I got to hang out with my friend Jim today, and it was really great. I'm SO happy for him because he seems like he's... well, happy... which is really out of character for him. He's a total pessimist, which is why I think he kinda sticks with me, cuz I'm such an optimist. But he was really hurt that this is the first time I've seen him since I've been back... and I feel horrible about it. I'm such a bad friend! And my friend Paul had a birthday party and I guess he really, really wanted me to go and I didn't... and he was really sad... Sorry Piz!!! Seriously dawg, I didn't mean to hurt your feelings! I really didn't know that those guys cared if I was there or not. I mean, I know they like hanging out, but I never would've thought it would hurt someone's feelings if I missed something... it makes me feel bad, but really really good at the same time. It's good to know people care...

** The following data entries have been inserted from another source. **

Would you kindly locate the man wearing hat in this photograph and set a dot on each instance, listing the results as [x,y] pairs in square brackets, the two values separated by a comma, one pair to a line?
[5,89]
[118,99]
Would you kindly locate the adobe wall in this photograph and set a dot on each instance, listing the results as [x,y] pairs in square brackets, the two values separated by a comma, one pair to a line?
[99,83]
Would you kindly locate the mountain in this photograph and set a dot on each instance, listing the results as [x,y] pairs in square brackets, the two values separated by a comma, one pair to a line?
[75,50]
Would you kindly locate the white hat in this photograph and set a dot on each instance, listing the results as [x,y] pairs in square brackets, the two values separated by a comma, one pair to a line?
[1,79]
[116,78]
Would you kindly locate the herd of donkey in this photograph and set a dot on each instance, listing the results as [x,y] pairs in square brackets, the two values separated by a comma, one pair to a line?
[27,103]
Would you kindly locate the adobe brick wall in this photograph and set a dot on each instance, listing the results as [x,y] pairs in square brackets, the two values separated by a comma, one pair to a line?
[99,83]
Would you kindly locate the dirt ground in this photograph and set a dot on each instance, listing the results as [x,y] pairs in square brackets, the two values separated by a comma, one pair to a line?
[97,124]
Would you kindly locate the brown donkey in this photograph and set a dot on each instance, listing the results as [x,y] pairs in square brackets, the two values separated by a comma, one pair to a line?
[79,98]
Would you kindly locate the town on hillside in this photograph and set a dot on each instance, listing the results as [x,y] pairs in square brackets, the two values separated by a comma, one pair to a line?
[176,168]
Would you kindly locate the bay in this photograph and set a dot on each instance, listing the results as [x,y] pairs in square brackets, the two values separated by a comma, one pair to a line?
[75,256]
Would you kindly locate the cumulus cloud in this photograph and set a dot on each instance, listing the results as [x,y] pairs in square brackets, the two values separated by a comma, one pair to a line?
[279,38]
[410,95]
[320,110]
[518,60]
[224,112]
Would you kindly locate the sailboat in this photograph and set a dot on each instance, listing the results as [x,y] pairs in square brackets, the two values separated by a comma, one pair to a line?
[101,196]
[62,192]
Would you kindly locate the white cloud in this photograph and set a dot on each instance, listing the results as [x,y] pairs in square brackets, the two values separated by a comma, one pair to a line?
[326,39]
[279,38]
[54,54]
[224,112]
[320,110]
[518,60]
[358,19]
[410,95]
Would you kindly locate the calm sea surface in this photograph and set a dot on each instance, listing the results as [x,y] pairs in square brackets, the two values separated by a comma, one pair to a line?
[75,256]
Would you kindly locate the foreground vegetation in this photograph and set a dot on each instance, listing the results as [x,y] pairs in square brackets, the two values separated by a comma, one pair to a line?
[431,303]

Sometimes it's really hard to share you. I know that I get most of your time, and you'll always come home to me, and that I can't nor would I want to tell you what to do... but I know that you understand when I say that I wish that it was just you and me and I didn't have to think about your past or anything like that... I couldn't ask for anything more - you're too good to me as it is... but sometimes I just don't want to share. I know it's selfish, but I want you all to myself. It's just hard to think that you're not really all mine...
I swear, I am NEVER gonna get to see Saves the Day! Dude, if I hadn't been so cheap I coulda gotten tickets earlier, but NO... I had to wait and now they're all sold out. Fuck! I really want to see them!!! Grrrrrr!!!!!!!